Section 10-2A-305 Issuance or transfer of shares of a close corporation in breach of qualifying conditions.

Section 10-2A-305

Issuance or transfer of shares of a close corporation in breach of qualifying conditions.

(a) If shares of a close corporation are issued or transferred to any person who is not entitled under any provision of the articles of incorporation permitted by Section 10-2A-301 to be a holder of record of shares of such corporation, and if the certificate for shares conspicuously notes the qualifications of the persons entitled to be holders of record thereof, such person is conclusively presumed to have notice of the fact of his ineligibility to be a shareholder.

(b) If a certificate for shares of any close corporation conspicuously notes the fact of a restriction on transfer of shares of the corporation and the restriction is one which is permitted by Section 10-2A-41, the transferee of the shares is conclusively presumed to have notice of the fact that he has acquired shares in violation of the restriction, if such acquisition violates the restriction.

(c) Whenever any person to whom shares of a close corporation have been issued or transferred has, or is conclusively presumed under this section to have notice either that he is a person not eligible to be a holder of shares of the corporation, or that the transfer of shares is in violation of a restriction on transfer of shares, the corporation may, at its option, refuse to register transfer of the shares into the name of the transferee in addition to any remedies which may be available under Section 10-2A-41 or otherwise.

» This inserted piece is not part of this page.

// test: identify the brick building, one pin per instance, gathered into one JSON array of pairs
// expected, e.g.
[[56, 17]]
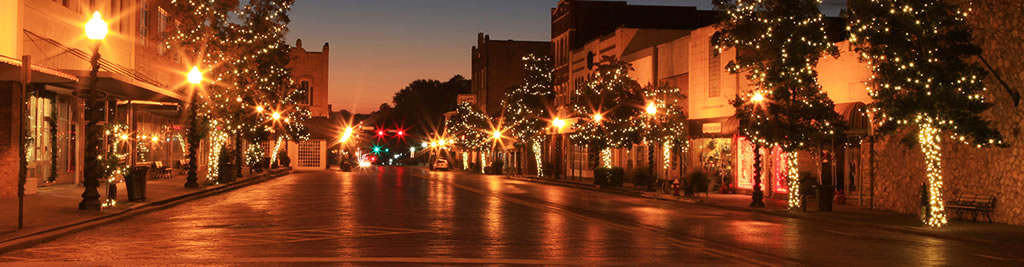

(d) The provisions of subsection (c) of this section shall not be applicable if the transfer of shares even though otherwise contrary to subsections (a) or (b) of this section, has been consented to by all the shareholders of the close corporation, or if the close corporation has amended its articles of incorporation in accordance with Section 10-2A-304.

(e) The term "transfer," as used in this section, is not limited to a transfer for value.

(f) The provisions of this section do not in any way impair any rights of a transferee regarding any right to rescind the transaction or to recover under any applicable warranty express or implied.